Las principales actuaciones previstas son la finalización de las obras y la puesta en marcha de la Alhóndiga, Palacio de Deportes y Teatro Campos; la terminación de los parques de Rekalde y Otxarkoaga y la construcción del segundo parque de bomberos, entre otros.
En el capítulo de ingresos todos los epígrafes sufren descensos salvo las transferencias de capital (subvenciones de otras instituciones, entre ellas la UE), que suben un 22,11%.
Los ingresos por impuestos directos, que suponen un 16% del total, bajan el 4,45%; los indirectos, que representan el 1,86%, descienden el 19,83%, y las tasas, que aportan otro 16%, caen el 1,87%. Las transferencias corrientes (las aportaciones de Udalkutxa), que significan el grueso de la financiación municipal, con el 56,88% del total, bajan el 12,15%. En total, los ingresos se reducen el 3,3%.
Las inversiones reales bajarán el 26,20% y alcanzarán los 54 millones de euros.
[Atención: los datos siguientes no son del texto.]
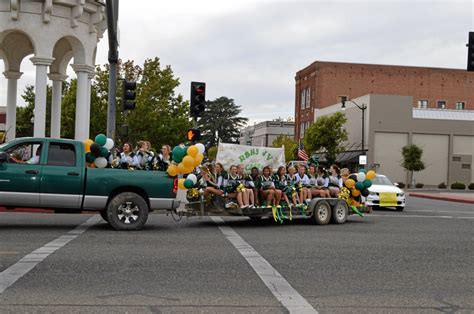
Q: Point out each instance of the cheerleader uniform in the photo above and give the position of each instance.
(127, 160)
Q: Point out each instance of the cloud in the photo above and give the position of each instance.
(251, 50)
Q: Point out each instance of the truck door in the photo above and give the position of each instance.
(62, 177)
(20, 175)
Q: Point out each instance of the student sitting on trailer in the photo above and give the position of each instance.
(232, 188)
(281, 184)
(248, 183)
(266, 186)
(302, 181)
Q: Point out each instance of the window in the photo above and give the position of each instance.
(61, 154)
(308, 98)
(423, 103)
(341, 98)
(25, 153)
(303, 99)
(460, 105)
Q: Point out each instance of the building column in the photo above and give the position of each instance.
(12, 77)
(82, 72)
(41, 65)
(88, 103)
(57, 91)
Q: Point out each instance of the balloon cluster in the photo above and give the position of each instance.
(98, 150)
(185, 159)
(357, 185)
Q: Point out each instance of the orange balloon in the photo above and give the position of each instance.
(193, 150)
(87, 145)
(173, 170)
(188, 161)
(198, 159)
(350, 183)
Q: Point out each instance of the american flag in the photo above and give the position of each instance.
(301, 153)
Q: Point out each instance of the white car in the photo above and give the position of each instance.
(383, 193)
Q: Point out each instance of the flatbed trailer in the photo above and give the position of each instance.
(320, 210)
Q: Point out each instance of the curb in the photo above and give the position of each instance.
(443, 198)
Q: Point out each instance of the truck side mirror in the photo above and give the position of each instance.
(3, 157)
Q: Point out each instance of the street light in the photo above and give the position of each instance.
(362, 108)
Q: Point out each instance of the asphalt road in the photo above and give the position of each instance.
(420, 260)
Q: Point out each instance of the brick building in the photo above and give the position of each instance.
(322, 84)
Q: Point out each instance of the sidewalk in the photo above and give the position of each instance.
(458, 197)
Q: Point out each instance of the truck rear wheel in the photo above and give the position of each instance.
(340, 212)
(321, 213)
(127, 211)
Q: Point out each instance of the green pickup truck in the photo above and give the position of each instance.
(51, 173)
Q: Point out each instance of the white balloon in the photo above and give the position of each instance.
(192, 177)
(109, 144)
(100, 162)
(201, 148)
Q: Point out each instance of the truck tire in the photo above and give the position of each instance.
(127, 211)
(340, 212)
(321, 213)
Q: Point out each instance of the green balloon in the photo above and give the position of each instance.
(101, 139)
(188, 183)
(90, 157)
(178, 153)
(367, 183)
(104, 152)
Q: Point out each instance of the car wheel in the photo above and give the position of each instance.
(127, 211)
(340, 212)
(321, 213)
(103, 214)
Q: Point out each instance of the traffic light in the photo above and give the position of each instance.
(193, 135)
(198, 98)
(470, 52)
(129, 94)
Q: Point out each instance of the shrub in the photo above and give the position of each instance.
(442, 185)
(458, 186)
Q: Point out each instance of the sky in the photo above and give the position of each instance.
(250, 51)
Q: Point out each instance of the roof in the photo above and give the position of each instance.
(443, 114)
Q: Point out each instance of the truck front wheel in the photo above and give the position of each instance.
(127, 211)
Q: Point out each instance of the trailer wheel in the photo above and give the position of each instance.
(127, 211)
(321, 213)
(103, 214)
(340, 212)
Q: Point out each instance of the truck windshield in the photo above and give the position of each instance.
(381, 181)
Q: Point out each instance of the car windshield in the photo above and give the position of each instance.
(381, 181)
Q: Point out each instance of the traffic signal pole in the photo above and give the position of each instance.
(112, 16)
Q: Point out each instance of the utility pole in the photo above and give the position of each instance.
(112, 17)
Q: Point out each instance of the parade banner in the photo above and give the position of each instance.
(250, 156)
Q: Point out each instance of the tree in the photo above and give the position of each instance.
(291, 147)
(220, 121)
(412, 160)
(327, 134)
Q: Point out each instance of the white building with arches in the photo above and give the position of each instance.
(52, 32)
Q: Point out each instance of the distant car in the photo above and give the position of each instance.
(383, 193)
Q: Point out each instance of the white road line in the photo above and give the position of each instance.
(10, 275)
(281, 289)
(418, 216)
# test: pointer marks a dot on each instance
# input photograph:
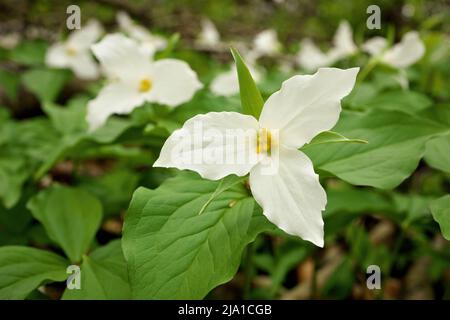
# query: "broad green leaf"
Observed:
(251, 99)
(13, 174)
(69, 119)
(440, 209)
(402, 100)
(103, 275)
(437, 153)
(396, 144)
(46, 84)
(71, 217)
(29, 53)
(114, 189)
(9, 82)
(333, 137)
(187, 237)
(23, 269)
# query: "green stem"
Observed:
(248, 270)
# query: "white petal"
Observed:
(310, 57)
(343, 40)
(84, 66)
(307, 105)
(407, 52)
(375, 46)
(266, 42)
(85, 37)
(115, 98)
(121, 58)
(57, 56)
(174, 82)
(215, 145)
(292, 198)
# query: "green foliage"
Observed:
(23, 269)
(186, 237)
(396, 144)
(104, 275)
(440, 209)
(251, 99)
(70, 216)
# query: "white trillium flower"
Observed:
(135, 79)
(149, 43)
(75, 54)
(402, 55)
(227, 83)
(291, 197)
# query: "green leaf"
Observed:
(333, 137)
(103, 275)
(69, 119)
(13, 174)
(396, 144)
(71, 217)
(437, 153)
(187, 237)
(114, 189)
(29, 53)
(46, 84)
(9, 82)
(440, 209)
(251, 99)
(402, 100)
(24, 269)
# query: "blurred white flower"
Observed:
(266, 44)
(402, 55)
(149, 43)
(209, 37)
(343, 44)
(9, 40)
(74, 53)
(310, 57)
(291, 196)
(135, 79)
(227, 83)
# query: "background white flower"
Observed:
(402, 55)
(291, 197)
(266, 44)
(209, 37)
(75, 54)
(135, 79)
(310, 57)
(149, 43)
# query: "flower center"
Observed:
(264, 141)
(145, 85)
(71, 51)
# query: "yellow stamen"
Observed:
(264, 141)
(145, 85)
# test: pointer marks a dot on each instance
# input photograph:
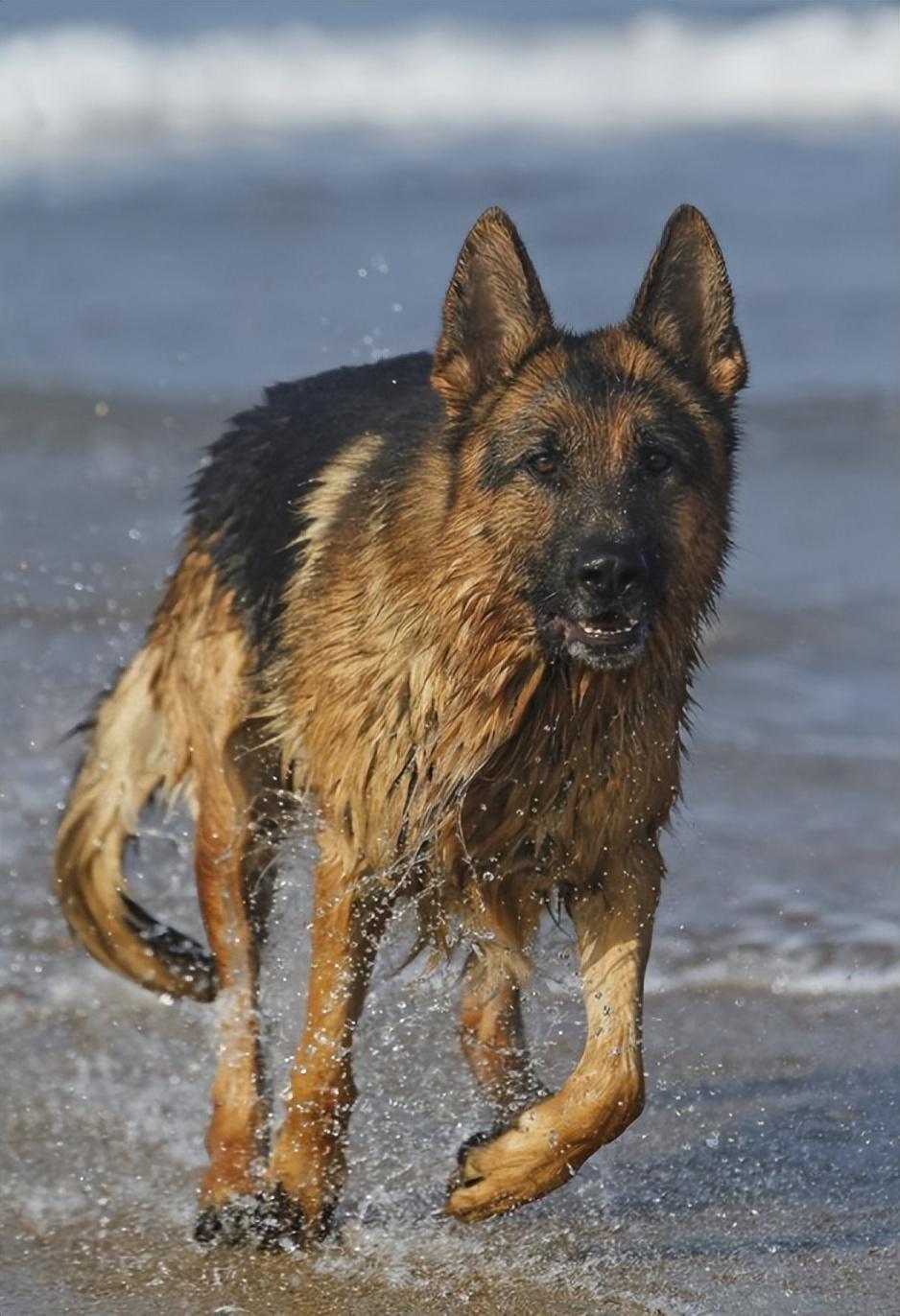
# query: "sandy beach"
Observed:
(764, 1174)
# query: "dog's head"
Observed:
(596, 469)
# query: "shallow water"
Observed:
(762, 1175)
(151, 291)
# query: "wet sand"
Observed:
(764, 1175)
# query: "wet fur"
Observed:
(353, 624)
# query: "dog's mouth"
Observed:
(608, 639)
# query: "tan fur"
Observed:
(408, 699)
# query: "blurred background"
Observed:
(199, 199)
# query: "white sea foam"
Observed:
(78, 92)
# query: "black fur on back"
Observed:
(245, 496)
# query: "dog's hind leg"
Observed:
(492, 1036)
(234, 866)
(307, 1166)
(546, 1143)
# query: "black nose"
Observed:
(609, 574)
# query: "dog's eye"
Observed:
(656, 462)
(544, 465)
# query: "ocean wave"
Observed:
(99, 92)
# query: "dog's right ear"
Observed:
(493, 315)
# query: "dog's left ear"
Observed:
(686, 304)
(495, 312)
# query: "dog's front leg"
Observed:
(546, 1143)
(307, 1166)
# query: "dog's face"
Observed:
(599, 466)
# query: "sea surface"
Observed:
(197, 200)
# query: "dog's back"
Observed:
(458, 601)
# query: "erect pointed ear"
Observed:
(686, 304)
(495, 312)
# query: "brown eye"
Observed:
(656, 460)
(544, 465)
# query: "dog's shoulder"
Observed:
(247, 496)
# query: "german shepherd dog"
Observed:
(456, 603)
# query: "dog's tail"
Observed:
(130, 757)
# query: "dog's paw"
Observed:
(499, 1171)
(269, 1221)
(282, 1223)
(229, 1224)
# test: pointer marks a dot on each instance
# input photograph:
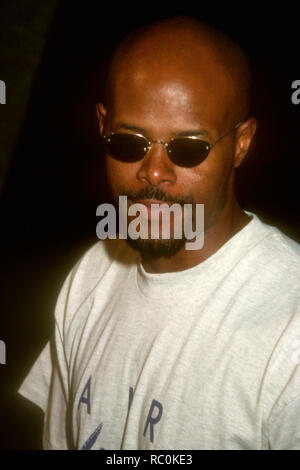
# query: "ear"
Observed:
(101, 113)
(244, 137)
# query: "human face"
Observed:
(160, 106)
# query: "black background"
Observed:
(56, 178)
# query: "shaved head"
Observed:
(176, 77)
(185, 44)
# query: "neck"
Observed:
(231, 220)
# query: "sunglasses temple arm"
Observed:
(222, 136)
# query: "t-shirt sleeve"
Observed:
(47, 384)
(284, 431)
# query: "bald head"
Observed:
(185, 49)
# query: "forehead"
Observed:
(175, 87)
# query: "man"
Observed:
(157, 346)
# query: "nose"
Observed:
(156, 167)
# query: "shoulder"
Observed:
(276, 251)
(106, 259)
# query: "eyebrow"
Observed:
(140, 130)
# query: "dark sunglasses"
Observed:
(183, 151)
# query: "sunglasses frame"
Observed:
(208, 146)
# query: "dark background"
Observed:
(54, 177)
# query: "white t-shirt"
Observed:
(205, 358)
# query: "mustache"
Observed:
(153, 192)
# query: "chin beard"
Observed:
(153, 249)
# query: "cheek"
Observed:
(119, 175)
(210, 180)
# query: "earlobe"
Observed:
(245, 136)
(101, 113)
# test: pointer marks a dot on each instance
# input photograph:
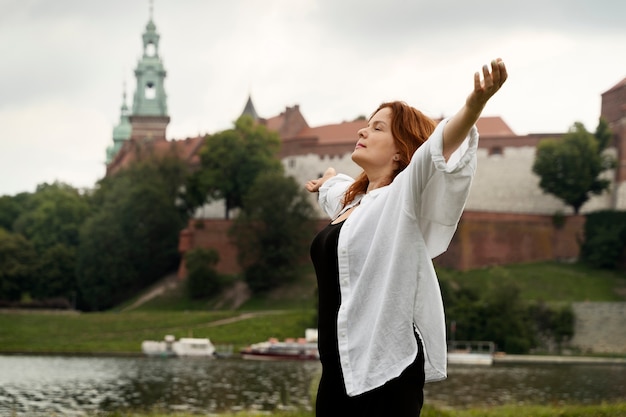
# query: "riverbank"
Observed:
(553, 359)
(603, 410)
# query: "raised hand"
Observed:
(491, 82)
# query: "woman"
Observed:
(381, 321)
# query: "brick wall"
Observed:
(485, 239)
(482, 239)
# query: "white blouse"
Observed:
(387, 280)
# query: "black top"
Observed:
(324, 257)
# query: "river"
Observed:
(73, 386)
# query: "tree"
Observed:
(131, 240)
(50, 220)
(10, 209)
(571, 168)
(230, 162)
(17, 257)
(273, 231)
(53, 215)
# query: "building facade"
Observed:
(505, 199)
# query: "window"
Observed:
(150, 92)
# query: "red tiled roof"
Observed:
(616, 86)
(347, 131)
(331, 134)
(493, 126)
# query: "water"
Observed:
(73, 386)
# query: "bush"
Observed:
(202, 278)
(605, 239)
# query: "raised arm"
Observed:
(459, 125)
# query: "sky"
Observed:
(64, 65)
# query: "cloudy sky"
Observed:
(64, 64)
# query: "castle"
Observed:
(507, 218)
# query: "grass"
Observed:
(282, 313)
(122, 333)
(601, 410)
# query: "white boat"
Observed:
(470, 353)
(304, 348)
(185, 346)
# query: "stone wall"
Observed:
(482, 239)
(599, 327)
El ayuntamiento, según ha explicado Azkuna, ha hecho un esfuerzo para reducir el gasto en capítulos como Publicidad y Propaganda y en Estudios y Trabajos Técnicos, además de las atenciones Protocolarias y Representativas, cuyo importe se reduce entre el 13 y el 30%.
La teniente de alcalde, Julia Madrazo (EB), ha destacado el ejercicio de "austeridad" que supone este presupuesto y ha justificado la necesidad de recurrir a un endeudamiento "razonado y razonable, que nos permita mantener el gasto social" y no suponga una carga excesiva cuando finalice la crisis.